When teaching in a class, it is important to know the actual wall clock time instead of the relative remaining time. Likewise, when timing a new talk, it may be important to know the elapsed time rather than the remaining time. Both of these use cases are possible by either pressing C to cycle the clock mode or passing the appropriate argument to the --clock-mode option.

Hosting Lightning Talks

Finally, hpdfp is very efficient with regard to memory usage (<0.6MB per slide), so if, for example, you are hosting a series of lightning talks, it is perfectly reasonable to open multiple instances of hpdfp with the slides of the speakers and the appropriate timer settings all ready to go.

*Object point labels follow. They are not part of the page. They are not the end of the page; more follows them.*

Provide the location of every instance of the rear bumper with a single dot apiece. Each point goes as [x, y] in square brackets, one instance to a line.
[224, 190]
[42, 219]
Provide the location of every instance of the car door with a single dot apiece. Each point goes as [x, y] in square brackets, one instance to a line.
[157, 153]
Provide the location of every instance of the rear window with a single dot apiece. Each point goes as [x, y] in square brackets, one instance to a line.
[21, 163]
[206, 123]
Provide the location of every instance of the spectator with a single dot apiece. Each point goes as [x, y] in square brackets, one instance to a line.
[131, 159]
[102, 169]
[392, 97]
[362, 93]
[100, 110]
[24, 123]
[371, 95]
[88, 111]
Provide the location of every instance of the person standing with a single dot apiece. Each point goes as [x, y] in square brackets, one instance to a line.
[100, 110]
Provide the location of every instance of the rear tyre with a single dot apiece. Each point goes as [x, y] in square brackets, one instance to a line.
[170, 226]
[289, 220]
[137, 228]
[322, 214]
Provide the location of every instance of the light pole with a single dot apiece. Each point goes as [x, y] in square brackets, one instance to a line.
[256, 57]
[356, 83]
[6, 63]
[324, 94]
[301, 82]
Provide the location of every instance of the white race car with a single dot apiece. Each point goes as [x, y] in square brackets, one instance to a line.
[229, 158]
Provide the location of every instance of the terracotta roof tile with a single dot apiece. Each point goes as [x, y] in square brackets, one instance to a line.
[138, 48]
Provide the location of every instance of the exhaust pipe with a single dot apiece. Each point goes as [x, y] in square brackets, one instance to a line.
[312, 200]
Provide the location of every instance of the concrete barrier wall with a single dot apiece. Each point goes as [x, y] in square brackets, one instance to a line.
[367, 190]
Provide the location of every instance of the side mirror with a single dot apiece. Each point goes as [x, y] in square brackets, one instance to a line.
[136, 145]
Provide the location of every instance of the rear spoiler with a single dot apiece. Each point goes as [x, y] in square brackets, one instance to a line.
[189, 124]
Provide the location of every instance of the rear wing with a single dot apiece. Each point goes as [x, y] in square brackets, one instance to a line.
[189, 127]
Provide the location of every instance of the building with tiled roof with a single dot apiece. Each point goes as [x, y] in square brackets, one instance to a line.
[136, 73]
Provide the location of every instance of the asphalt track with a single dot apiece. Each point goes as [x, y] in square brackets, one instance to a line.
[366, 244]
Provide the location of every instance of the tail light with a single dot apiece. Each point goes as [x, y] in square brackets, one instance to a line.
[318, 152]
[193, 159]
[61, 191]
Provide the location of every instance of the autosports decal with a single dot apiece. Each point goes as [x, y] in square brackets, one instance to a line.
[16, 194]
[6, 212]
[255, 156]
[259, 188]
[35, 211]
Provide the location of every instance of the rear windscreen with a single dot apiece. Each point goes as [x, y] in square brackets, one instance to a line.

Alternatively, since hpdfp loads quickly (<340ms) and pre-renders in the background, you can write a small script to load the talk for the next speaker after the previous one quits:

$ cat talks.sh
hpdfp --fullscreen presentation1.pdf
hpdfp --fullscreen presentation2.pdf
hpdfp --fullscreen presentation3.pdf

When it is time to move from one speaker to the next, just press Ctrl-Q to quit one instance of hpdfp and let the script load the next.

Note that if their are multiple monitors connected, hpdfp automatically places the presenter window on monitor 0 (which is usually the built-in LCD or monitor) and the audience window on monitor 1 (which is usually the projector). If you want those windows put on different monitors, you can control this with the --presenter-monitor and --audience-monitor flags.